Christian Wolff is assured of his place in musical history as one of the New York school of musical experimentalists. In the 1950s and 1960s, he created a series of famously controversial works, often using graphic notation rather than conventional musical symbols. But his music is not just a relic of the 20th-century avant-garde. Now in his late 60s, Wolff is still exploring unfamiliar musical territory. In a concert by the ensemble Apartment House, the Huddersfield contemporary music festival surveyed his work of the past three decades.
Wolff's encounter with radical leftwing politics in the late 1960s left an indelible impression on his music, and many of his pieces are based on political songs.
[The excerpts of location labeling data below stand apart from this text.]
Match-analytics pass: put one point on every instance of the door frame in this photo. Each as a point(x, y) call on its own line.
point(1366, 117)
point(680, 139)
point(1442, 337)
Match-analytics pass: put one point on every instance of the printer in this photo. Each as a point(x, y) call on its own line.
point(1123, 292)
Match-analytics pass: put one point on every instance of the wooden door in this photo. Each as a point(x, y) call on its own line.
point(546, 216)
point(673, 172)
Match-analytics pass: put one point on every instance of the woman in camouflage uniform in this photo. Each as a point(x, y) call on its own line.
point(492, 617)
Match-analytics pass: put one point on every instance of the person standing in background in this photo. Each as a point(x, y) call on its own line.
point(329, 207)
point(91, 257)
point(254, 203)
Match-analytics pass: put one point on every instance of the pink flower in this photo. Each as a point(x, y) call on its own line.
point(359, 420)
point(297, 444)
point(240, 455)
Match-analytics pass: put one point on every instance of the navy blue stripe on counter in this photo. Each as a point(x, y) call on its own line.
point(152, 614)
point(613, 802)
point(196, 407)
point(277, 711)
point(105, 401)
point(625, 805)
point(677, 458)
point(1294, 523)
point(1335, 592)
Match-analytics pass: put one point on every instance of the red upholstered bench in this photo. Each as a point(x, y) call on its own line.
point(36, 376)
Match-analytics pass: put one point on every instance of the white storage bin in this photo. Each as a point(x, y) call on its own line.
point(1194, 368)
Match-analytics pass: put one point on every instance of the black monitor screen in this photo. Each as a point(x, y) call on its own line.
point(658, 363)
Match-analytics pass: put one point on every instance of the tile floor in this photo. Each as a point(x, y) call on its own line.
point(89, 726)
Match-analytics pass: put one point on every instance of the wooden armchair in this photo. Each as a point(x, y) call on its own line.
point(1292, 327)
The works in this concert demonstrated the subtlety of his use of these simple tunes. Braverman Music, written in 1978, is based on The Peat-Bog Soldiers, a melody sung by prisoners in Nazi concentration camps. The tune appeared as a melancholy viola solo in Apartment House's performance, evoking a world of pain and struggle. Yet in the rest of the piece, the song and its political resonances were fragmented and obscured. Shards of the tune were used as the basis for a set of free variations, but were soon swallowed up by the surrounding texture. Wolff plunders the song for its structural possibilities, creating a music that lurches from reference to abstraction.
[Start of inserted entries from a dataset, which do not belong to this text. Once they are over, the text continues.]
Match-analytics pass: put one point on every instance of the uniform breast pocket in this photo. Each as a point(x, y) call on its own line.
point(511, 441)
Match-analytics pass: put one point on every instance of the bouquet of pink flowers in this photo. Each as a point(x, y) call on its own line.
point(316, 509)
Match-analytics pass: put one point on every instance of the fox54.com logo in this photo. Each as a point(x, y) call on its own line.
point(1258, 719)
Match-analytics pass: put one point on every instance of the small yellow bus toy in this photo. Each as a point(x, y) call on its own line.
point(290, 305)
Bread and Roses, a solo piano piece from 1976 performed by Philip Thomas, uses an American marching song for the basis of its variations. But the tune is so fractured and elusive that the work seems to deconstruct rather than celebrate the ideals of political protest. Individual moments are often startlingly simple, but the music moves in unpredictable ways, and the form it creates is complex and indefinable. It is as if the goals of the socialist struggle suggested by the song were considered to be unachievable.
Apartment House also presented the world premiere of Apartment House Exercise. There was a baffling beauty about this piece for chamber ensemble, which incorporates elements of improvisation in its 10-minute structure. Each of the players seemed to perform their part independently of the others, as individual lines collided and combined with one another. As in all of Wolff's music, the effect was both simple and strange.
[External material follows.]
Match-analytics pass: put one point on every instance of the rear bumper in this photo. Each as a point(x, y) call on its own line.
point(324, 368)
As well as this celebration of Wolff, there were outstanding performances of Morton Feldman's music. Ensemble Recherche's programme of early pieces revealed how Feldman came to terms with Webern's influence, in the extreme brevity of sets of pieces for cello and piano. Even more remarkable was Nicolas Hodges's performance of For Bunita Marcus, an 80-minute solo piano piece: an amazing feat of concentration and endlessly varied quietness.